What, then, is a viable interpretation of this passage that assumes Jesus is fully aware of his mission and does not need to repent of his attitude towards this woman? What interpretation can account for his brusque language and his seemingly radical change in responding to the Canaanite woman? Perhaps the key to such an interpretation lies with one of the major propositions critiqued above: seeing Jesus, rather than the Canaanite woman, as teacher. Two initial observations help elucidate such an interpretation: first, as compared to the Markan account, “Matthew expands greatly the conversational element”[19]—thus, for Matthew the dialogue between Jesus and the Canaanite woman (as well as the disciples) is absolutely key. Second, the context for this pericope is fundamental: as mentioned, Jesus has just finished teaching about cleanliness—in this pericope, that teaching is continued and applied specifically to the question of the separation between Jews and Gentiles; the Gentiles, despite the tradition to the contrary, are not truly unclean. This is certainly the view advocated by Kukzin Lee, who states, “the Canaanite woman’s incident should be examined in relation to its preceding pericope…Jesus’ ministry among the Gentiles in Tyre and Sidon could be an example of his termination of the clean-unclean separation in the preceding pericope.”[20] Furthermore, there is a certain irony in that “Jesus acts like Pharisees and scribes in [this] pericope, not representing his own thought”[21]—Jesus takes up the role of those he has just refuted in the previous pericope so as to again refute their beliefs, this time with regards to the Gentiles. By stepping into their role, and presenting “responses [that] are exactly what the contemporary readers might have expected from a Jewish rabbi,” Jesus will then refute them in ultimately turning against his own statements (and implicitly theirs) by granting the miracle sought.[22]

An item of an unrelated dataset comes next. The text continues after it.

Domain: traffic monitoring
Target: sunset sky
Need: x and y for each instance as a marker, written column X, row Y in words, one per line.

This model of Jesus as a rabbinical teacher ultimately provides a lesson for the reader (who is aware of the previous controversy regarding uncleanness) more so thanfor the Canaanite woman; yet Jesus teaches her as well, acting as a sage within the bounds of this pericope. This role explains much of what seems contradictory in Jesus’ demeanor and speech, for as R.T. France states, “A good teacher may sometimes aim to draw out a pupil’s best insight by a deliberate challenge which does not necessarily represent the teacher’s own view.”[23] Hart, who is particularly intent on likening Jesus to the “sages of all great wisdom tradition,”in turn outlines seven parts of a typical sage teaching method.Thus, for instance, he highlights that “the teacher waits for the right moment to emerge, and may seem unresponsive to inquirers and disciples who must themselves wait for the kairotic [opportune] moment,” which could help explain Jesus’ silence when the woman first asks for his help (“But he did not say a word in answer to her” (Mt 15:23)).[24]